Delays in releasing the
goods has resulted in massive losses for traders who are forced to pay
demurrage and other penalties averaging $682,369 per day.
“Imported goods should not be subjected to
additional inspection at the port of entry except for cases legitimately
suspected not to conform to the set standards,” said the president.
He
said the directive is intended to strike a balance between enhancing
the ease of doing business in Kenya and protection of the public from
harmful imports.
DIRECTIVE
However,
implementation of the directive on ending double inspection of cargo is
bound to be problematic considering the government is already at
loggerheads with some of the agents who it accuses of letting in
sub-standard goods to leave the country of origin having been issued
with a certificate of conformity (CoC).
The
disagreements emanate from the fact that the agents have been avoiding
to carry out inspection of every item on a container, opting for random
inspections.
In October last year,
the government indefinitely suspended and fined two pre-inspection
agencies for allowing sub-standard goods to enter the Kenyan market.
China
Certification and Inspections Group Company (CCIC) and Société Générale
de Surveillance SA (SGS) of Switzerland were suspended for failure to
inspect goods before they were allowed into the country.
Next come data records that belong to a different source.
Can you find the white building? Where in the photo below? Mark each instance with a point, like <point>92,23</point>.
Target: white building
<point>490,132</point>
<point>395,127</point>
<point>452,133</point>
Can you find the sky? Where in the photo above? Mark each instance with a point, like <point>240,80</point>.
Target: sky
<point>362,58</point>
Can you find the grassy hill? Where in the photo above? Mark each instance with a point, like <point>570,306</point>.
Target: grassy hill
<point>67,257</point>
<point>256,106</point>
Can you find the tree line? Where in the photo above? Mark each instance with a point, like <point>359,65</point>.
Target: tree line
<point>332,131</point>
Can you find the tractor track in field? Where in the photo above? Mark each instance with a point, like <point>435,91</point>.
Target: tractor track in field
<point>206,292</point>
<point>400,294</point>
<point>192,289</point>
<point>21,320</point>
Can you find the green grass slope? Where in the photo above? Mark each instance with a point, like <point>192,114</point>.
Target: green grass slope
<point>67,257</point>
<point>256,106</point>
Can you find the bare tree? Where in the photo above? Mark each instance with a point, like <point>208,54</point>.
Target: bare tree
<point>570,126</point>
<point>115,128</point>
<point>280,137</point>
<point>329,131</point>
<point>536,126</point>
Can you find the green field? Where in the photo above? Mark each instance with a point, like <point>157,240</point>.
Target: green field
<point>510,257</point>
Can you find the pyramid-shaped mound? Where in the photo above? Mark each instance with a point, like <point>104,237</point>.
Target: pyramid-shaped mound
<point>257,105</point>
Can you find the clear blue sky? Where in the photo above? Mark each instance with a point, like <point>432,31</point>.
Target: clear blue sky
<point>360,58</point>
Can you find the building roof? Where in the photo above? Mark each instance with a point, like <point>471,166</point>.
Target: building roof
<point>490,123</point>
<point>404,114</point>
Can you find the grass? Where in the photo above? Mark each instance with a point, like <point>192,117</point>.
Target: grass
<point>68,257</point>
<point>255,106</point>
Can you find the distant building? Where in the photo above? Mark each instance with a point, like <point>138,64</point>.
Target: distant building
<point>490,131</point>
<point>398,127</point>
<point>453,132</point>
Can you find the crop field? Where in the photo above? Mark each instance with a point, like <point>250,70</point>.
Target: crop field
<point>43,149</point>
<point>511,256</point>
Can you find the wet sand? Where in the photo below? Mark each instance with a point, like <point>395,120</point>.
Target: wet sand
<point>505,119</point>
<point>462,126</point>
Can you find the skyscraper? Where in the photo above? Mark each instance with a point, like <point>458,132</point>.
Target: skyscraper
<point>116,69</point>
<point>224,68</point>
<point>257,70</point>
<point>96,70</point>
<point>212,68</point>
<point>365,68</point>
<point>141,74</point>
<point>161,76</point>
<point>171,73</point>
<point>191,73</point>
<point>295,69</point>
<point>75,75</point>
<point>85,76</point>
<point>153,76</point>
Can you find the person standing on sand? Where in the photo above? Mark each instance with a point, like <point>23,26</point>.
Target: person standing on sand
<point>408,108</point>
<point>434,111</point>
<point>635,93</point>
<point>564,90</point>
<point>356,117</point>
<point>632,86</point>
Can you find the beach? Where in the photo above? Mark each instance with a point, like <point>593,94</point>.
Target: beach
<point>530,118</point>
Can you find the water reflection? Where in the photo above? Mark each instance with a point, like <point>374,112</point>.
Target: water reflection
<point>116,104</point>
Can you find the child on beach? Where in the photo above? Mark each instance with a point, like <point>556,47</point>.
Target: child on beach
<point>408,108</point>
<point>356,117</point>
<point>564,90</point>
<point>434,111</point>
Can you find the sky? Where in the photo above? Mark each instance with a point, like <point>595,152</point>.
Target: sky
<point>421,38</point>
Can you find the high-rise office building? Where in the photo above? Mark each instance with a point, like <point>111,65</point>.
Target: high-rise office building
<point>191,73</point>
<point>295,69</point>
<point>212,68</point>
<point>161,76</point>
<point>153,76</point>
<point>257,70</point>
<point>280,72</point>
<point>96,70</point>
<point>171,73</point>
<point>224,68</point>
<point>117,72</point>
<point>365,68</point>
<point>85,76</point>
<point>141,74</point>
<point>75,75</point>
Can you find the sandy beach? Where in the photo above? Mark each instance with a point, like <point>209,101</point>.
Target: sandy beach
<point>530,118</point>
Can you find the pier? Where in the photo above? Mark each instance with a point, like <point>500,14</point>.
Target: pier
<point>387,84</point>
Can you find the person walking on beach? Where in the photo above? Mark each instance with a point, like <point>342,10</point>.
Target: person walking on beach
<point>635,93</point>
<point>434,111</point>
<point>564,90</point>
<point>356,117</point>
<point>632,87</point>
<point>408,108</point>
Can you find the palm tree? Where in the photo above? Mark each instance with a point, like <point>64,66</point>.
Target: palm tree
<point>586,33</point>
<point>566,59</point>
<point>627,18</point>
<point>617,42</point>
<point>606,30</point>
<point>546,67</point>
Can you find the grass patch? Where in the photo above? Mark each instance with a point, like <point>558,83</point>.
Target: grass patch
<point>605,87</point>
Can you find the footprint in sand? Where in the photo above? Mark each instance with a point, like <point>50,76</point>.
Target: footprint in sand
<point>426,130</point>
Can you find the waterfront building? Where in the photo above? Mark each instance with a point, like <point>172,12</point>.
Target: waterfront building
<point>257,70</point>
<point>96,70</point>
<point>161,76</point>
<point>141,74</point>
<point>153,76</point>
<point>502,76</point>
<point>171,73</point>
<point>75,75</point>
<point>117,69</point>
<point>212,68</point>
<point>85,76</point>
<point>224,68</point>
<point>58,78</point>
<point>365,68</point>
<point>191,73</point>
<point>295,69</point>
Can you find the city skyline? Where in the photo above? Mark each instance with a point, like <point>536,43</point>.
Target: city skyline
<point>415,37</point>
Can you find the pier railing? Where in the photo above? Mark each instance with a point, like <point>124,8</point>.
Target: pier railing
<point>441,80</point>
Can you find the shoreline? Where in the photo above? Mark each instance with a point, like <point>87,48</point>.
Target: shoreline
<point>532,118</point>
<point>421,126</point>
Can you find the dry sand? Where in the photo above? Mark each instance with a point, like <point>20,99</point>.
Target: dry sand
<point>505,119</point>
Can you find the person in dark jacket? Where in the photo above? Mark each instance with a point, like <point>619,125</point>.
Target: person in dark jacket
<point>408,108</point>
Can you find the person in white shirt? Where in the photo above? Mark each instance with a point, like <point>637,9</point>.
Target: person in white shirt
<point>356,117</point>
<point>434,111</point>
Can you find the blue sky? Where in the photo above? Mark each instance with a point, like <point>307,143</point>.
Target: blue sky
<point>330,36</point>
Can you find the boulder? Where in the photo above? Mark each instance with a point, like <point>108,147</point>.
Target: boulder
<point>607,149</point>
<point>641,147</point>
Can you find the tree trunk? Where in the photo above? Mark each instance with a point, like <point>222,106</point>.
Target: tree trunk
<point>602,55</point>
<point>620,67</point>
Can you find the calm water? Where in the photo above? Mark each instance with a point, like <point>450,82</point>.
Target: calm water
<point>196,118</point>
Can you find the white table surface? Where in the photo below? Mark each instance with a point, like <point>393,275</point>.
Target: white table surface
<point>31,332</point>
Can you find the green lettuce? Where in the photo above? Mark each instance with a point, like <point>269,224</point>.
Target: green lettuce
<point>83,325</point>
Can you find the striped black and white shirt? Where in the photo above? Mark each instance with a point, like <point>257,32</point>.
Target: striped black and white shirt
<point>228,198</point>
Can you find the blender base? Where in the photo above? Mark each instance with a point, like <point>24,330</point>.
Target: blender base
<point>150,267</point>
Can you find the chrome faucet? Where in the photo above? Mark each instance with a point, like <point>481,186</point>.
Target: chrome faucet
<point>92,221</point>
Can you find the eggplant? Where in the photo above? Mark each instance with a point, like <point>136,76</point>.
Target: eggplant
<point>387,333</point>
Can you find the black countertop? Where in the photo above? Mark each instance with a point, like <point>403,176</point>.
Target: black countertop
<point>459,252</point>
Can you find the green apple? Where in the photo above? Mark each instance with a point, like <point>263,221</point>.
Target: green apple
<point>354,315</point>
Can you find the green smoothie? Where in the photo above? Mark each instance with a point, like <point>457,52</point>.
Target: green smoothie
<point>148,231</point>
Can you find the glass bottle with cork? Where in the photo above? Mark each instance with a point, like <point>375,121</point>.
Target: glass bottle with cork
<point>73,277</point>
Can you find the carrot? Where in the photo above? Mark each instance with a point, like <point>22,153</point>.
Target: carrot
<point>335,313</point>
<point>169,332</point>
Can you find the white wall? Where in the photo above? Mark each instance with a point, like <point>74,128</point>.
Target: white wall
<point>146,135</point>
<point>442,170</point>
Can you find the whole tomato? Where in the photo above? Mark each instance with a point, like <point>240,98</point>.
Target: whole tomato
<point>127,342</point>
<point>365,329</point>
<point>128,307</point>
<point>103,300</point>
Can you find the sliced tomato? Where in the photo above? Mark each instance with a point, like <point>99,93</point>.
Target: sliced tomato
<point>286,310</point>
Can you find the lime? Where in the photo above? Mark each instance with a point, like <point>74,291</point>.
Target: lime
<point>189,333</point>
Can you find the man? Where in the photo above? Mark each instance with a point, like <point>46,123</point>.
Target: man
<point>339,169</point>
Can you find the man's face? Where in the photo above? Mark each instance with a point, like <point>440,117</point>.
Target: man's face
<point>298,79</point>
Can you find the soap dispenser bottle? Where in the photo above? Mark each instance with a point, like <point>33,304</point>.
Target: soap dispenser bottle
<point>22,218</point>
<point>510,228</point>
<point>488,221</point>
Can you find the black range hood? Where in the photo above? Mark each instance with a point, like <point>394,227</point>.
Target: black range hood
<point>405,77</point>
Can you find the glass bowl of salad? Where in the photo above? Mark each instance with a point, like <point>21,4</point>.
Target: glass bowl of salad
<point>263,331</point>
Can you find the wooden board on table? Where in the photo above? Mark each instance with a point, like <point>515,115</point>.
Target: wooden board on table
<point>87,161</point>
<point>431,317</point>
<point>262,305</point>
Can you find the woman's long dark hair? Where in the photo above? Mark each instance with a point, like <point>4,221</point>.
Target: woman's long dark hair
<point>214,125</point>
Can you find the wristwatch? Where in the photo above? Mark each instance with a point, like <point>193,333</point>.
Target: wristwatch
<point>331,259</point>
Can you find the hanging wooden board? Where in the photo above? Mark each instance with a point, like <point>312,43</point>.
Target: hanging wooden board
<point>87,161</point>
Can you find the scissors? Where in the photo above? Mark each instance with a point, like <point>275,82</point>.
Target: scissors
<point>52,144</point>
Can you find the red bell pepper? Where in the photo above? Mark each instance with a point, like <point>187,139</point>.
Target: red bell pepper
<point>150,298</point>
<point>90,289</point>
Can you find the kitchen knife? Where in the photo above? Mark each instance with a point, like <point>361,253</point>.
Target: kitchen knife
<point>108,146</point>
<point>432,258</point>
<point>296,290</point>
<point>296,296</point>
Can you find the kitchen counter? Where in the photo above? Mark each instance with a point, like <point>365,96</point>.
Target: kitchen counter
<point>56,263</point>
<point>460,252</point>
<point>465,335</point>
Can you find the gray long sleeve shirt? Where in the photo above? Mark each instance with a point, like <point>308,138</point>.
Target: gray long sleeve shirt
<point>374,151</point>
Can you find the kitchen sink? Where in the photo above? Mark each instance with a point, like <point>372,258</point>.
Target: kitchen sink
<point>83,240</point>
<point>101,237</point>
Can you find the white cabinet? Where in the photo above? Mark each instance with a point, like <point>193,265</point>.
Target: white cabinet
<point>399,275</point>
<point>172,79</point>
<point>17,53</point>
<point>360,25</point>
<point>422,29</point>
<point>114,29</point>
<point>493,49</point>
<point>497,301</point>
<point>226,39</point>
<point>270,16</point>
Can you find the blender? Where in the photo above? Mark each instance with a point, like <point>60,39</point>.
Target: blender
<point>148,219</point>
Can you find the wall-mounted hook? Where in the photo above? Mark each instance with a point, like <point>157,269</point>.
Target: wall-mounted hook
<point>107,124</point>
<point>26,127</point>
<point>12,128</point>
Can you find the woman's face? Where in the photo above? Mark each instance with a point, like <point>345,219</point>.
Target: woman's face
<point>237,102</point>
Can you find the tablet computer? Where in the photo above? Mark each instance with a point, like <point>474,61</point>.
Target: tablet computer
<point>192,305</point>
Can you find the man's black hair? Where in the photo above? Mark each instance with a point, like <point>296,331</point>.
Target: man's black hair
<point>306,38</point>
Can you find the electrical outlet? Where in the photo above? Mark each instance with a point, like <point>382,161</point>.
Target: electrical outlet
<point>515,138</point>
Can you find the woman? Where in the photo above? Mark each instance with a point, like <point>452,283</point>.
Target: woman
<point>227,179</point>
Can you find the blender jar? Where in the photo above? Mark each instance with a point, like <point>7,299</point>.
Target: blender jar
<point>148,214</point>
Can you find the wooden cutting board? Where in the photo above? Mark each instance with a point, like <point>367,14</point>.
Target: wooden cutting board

The other Kebs appointed agents are Cotecna Inspection SA, Bureau Veritas and Intertek International Ltd.
While
the directive targets new cargo coming in, the process of releasing
containers currently at the ICD is giving the multi-agency team
sleepless nights due to missing consolidators.
Inability
to track down the consolidators is a clear demonstration of just how
chaotic and amorphous the process of importing consolidated cargo was,
and which gave rise to a vibrant tax evasion racket and importation of
counterfeit goods.
The multi-agency
team is working with individual cargo owners to verify the goods before
they can be released, a process that is expected to take months
considering some of the containers have been lying at the ICD for more
than a year.
The team is also having a
hard time in the verification process because majority of the
containers do not have the CoC that is issued to the consolidator when
the cargo is inspected at the country of origin.
The certificate of conformity is a mandatory requirement to facilitate clearance of good by both the KRA and Kebs.